Buca’nın başarı hikayesi aslında yakın zamanda Almanya’da mucizevi çıkış yakalayan Hoffenheim örneğiyle benzeşir. Daha yeni çıktığı Bank Asya 1. Lig’i bir sezonda atlayarak Süper Lig kapılarına dayanmak dışarıdan bakınca kontrolsüz bir yükseliş gibi görülüyor. Peki gerçekten öyle mi?

Öncelikle Bucaspor’un uzun yıllardır fabrika gibi işleyen ve her dönemde gerekli ilgi alakanın gösterildiği altyapı sistemi bilinmesi gerekiyor. İlçenin Kaynaklar bölgesine yakın zamanlarda taşınan altyapı tesisleri ülke standartlarına göre oldukça yüksek kalitede. En alt yaş kategorisinden, üst kategoriye kadar her seviyede turnuvalardan başarılı sonuçlarla dönen bir takım Bucaspor. 16 yaş altında yıllardır zirvede olduğunu konunun ilgilileri hariç pek kimsenin bildiğini zannetmiyorum.

İlçenin daha ayrıksı bir yanı da yıllardır İzmir’in kanayan yarası olan çekememezlik ve nefret duygularıyla sarılı bir camia olmayışında ortaya çıkar. Cumartesi-Pazar günleri sokaklarda formalarıyla maça-antremana giden sayısız çocuk görmek ilçe sakinleri için hiç şaşırılıcak bir durum değildir. Buca futbolu yalnızca kazanmak için sevmemiştir yıllar boyu. Oynamayı da sevmiştir beraberinde. Yılların alttan gelen bu büyük dalgası sonucunda da artık kazanmanın vakti de gelmiş gibi görünüyor.

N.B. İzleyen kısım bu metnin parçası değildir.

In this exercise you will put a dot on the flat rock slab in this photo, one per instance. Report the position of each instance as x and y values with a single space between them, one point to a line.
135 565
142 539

Yukarıda bahsettiğim altyapı hadisesi, birkaç yıldır oluşturulan kadroda tecrübeli ama Yılmaz Özlem, Mehmet Polat gibi yürekli oyuncuların kattığı harçla iyi futbol oynayan ve pes etmeyen bir takım yarattı.

Son Karşıyaka maçında 10 kişi kaldıkları ve 2-0’dan beraberliğe gelmiş oyunda pes etmeyerek yerli İbrakadabra Mehmet Battal’ın golüyle 3-2 galip gelmeyi bildiler. Mehmet Battal ülkenin Hakan Şükür sonrası sendrom yaşadığı pivot sanrafor rolü içinde biçilmiş kaftan gibi görünüyor. Uzun boyuna ve ağır görüntüsüne rağmen, ayaklarına hakim ve topla beraber patlama yapıp ani süratlenebilen bu golcü takımın kalitesini de doğrudan etkiliyor.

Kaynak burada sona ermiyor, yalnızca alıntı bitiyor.